A protective Zika virus E-dimer-based subunit vaccine engineered to abrogate antibody-dependent enhancement of dengue infection.
Slon-Campos JL., Dejnirattisai W., Jagger BW., López-Camacho C., Wongwiwat W., Durnell LA., Winkler ES., Chen RE., Reyes-Sandoval A., Rey FA., Diamond MS., Mongkolsapaya J., Screaton GR.

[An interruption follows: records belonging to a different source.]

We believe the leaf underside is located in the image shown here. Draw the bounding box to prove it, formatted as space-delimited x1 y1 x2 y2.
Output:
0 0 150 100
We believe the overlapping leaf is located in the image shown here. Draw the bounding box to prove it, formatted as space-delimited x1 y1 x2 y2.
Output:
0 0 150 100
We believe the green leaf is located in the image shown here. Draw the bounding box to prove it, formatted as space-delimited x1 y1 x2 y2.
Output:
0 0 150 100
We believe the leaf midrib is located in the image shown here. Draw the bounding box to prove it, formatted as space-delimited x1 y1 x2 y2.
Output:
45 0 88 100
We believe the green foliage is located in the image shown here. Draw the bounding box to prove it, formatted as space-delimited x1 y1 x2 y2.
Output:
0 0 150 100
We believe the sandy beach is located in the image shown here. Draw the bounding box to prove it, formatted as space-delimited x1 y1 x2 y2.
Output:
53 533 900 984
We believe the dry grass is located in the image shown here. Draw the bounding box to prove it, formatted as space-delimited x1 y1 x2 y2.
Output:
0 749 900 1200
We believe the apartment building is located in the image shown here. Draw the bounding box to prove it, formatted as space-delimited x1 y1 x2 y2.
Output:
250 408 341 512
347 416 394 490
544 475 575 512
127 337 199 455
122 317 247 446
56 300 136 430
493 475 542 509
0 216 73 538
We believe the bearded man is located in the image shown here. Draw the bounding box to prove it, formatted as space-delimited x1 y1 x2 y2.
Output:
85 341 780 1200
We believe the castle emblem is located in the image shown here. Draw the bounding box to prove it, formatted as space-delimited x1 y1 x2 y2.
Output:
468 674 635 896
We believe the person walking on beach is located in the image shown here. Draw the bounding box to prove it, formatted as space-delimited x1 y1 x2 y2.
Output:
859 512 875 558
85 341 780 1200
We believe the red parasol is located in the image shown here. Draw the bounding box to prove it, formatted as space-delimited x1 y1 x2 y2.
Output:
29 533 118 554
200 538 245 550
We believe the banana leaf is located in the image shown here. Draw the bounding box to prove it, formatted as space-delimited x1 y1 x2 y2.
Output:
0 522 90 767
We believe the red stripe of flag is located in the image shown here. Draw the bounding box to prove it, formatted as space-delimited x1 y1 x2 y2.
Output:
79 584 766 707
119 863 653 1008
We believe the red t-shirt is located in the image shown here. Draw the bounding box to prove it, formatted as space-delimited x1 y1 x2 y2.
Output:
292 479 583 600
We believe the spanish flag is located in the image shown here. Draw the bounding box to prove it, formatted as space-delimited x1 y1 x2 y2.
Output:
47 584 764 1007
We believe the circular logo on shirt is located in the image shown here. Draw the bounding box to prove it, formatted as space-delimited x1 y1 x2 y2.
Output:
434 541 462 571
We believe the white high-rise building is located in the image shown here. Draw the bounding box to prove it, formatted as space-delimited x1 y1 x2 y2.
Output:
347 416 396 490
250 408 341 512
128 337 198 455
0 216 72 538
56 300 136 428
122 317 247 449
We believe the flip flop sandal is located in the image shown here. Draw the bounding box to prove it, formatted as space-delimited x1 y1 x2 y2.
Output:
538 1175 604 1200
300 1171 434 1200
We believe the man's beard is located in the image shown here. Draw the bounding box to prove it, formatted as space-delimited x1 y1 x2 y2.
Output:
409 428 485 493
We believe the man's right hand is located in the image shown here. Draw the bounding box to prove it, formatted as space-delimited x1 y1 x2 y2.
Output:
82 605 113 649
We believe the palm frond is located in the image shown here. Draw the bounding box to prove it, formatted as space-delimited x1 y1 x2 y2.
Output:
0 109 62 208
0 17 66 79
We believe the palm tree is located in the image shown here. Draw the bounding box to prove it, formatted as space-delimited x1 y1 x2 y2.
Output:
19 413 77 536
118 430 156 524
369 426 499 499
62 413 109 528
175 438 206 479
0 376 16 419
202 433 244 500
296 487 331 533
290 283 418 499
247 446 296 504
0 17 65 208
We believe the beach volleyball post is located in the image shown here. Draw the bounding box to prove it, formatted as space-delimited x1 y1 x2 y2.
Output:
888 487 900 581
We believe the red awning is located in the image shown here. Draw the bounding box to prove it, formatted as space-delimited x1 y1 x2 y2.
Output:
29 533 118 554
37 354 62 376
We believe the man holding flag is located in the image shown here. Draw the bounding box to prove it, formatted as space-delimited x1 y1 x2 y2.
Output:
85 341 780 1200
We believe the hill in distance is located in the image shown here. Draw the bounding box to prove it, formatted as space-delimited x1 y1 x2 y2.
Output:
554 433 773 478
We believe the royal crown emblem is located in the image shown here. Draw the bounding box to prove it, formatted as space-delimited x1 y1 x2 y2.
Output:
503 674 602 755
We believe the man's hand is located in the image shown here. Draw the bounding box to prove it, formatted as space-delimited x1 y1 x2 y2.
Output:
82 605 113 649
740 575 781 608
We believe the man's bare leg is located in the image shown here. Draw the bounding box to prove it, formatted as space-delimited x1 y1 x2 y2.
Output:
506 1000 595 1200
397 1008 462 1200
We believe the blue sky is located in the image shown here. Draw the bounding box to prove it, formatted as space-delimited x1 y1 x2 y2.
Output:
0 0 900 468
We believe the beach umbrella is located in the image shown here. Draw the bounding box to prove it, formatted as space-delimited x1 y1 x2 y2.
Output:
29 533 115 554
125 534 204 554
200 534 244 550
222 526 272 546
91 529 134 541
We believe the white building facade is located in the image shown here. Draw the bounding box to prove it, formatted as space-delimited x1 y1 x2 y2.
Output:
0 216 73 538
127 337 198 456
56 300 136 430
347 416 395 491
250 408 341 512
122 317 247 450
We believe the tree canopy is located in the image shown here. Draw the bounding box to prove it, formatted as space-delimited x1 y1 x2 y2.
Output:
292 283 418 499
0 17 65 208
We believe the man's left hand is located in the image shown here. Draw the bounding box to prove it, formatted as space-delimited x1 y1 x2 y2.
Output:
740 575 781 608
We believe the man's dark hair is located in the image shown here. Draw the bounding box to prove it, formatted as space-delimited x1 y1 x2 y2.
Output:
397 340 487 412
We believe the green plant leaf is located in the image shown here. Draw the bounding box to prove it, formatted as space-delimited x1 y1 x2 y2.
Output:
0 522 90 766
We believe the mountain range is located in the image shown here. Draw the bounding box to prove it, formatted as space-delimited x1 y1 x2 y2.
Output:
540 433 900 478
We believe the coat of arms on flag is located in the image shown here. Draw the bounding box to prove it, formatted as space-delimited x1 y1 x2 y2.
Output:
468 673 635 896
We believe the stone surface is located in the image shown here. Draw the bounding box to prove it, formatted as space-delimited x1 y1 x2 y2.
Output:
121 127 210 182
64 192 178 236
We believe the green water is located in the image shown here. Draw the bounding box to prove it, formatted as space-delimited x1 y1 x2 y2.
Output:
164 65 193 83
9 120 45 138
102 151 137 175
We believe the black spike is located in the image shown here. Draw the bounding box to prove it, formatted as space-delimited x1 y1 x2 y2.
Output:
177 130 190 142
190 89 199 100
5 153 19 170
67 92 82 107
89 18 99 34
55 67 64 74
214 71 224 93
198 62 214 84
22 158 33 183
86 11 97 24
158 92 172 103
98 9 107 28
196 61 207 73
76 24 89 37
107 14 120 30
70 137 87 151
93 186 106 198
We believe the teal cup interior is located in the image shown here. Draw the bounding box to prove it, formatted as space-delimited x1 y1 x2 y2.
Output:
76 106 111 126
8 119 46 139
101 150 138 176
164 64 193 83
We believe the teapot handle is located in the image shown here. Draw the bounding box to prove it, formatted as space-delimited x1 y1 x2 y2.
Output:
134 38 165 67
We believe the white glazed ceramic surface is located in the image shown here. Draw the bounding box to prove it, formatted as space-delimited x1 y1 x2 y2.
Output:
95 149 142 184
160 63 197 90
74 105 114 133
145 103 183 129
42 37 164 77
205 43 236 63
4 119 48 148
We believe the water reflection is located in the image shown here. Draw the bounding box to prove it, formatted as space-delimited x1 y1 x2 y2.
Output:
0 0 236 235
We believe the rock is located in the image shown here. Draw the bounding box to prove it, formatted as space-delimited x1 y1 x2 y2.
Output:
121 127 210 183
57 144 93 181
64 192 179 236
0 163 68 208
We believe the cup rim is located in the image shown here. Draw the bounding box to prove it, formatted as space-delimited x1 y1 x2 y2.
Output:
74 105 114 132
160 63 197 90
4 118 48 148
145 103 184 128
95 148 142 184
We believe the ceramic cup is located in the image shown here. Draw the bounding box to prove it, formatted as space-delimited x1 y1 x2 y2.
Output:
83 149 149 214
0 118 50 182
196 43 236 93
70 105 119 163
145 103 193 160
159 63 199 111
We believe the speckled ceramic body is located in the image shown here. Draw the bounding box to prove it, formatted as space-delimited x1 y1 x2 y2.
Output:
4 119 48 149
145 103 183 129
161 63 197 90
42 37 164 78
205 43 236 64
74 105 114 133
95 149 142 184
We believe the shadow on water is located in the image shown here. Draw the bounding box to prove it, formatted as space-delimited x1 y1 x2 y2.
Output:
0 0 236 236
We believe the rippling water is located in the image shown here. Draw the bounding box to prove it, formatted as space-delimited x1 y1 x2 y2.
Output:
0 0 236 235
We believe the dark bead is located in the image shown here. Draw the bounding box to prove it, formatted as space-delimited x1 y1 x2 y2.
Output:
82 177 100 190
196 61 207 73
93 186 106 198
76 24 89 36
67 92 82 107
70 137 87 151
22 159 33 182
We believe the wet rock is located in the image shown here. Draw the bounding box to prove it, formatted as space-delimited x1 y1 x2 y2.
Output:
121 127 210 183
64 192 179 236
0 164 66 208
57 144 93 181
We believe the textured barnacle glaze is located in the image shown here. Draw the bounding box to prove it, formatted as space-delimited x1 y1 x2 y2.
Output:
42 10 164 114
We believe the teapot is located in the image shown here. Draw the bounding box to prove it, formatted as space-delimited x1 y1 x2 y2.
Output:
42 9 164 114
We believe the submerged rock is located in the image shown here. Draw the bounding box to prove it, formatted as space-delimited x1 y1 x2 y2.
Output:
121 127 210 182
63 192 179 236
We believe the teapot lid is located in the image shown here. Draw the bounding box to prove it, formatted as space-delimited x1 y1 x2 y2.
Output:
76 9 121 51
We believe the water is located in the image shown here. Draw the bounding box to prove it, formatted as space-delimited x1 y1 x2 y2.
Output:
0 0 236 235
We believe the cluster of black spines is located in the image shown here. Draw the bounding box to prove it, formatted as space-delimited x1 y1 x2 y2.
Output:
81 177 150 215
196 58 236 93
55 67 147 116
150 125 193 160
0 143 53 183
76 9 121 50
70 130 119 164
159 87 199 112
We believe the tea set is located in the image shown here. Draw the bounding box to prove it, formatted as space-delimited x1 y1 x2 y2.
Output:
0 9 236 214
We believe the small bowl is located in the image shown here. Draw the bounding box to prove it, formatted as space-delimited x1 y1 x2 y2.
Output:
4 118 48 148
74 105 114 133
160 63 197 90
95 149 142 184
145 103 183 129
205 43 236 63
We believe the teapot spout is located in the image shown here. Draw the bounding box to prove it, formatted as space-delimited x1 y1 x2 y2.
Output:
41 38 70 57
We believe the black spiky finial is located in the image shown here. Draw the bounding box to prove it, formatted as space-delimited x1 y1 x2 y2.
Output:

Infections with dengue virus (DENV) and Zika virus (ZIKV) can induce cross-reactive antibody responses. Two immunodominant epitopes-one to precursor membrane protein and one to the fusion loop epitope on envelope (E) protein-are recognized by cross-reactive antibodies1-3 that are not only poorly neutralizing, but can also promote increased viral replication and disease severity via Fcγ receptor-mediated infection of myeloid cells-a process termed antibody-dependent enhancement (ADE)1,4,5. ADE is a significant concern for both ZIKV and DENV vaccines as the induction of poorly neutralizing cross-reactive antibodies may prime an individual for ADE on natural infection. In this report, we describe the design and production of covalently stabilized ZIKV E dimers, which lack precursor membrane protein and do not expose the immunodominant fusion loop epitope. Immunization of mice with ZIKV E dimers induces dimer-specific antibodies, which protect against ZIKV challenge during pregnancy. Importantly, the ZIKV E-dimer-induced response does not cross-react with DENV or induce ADE of DENV infection.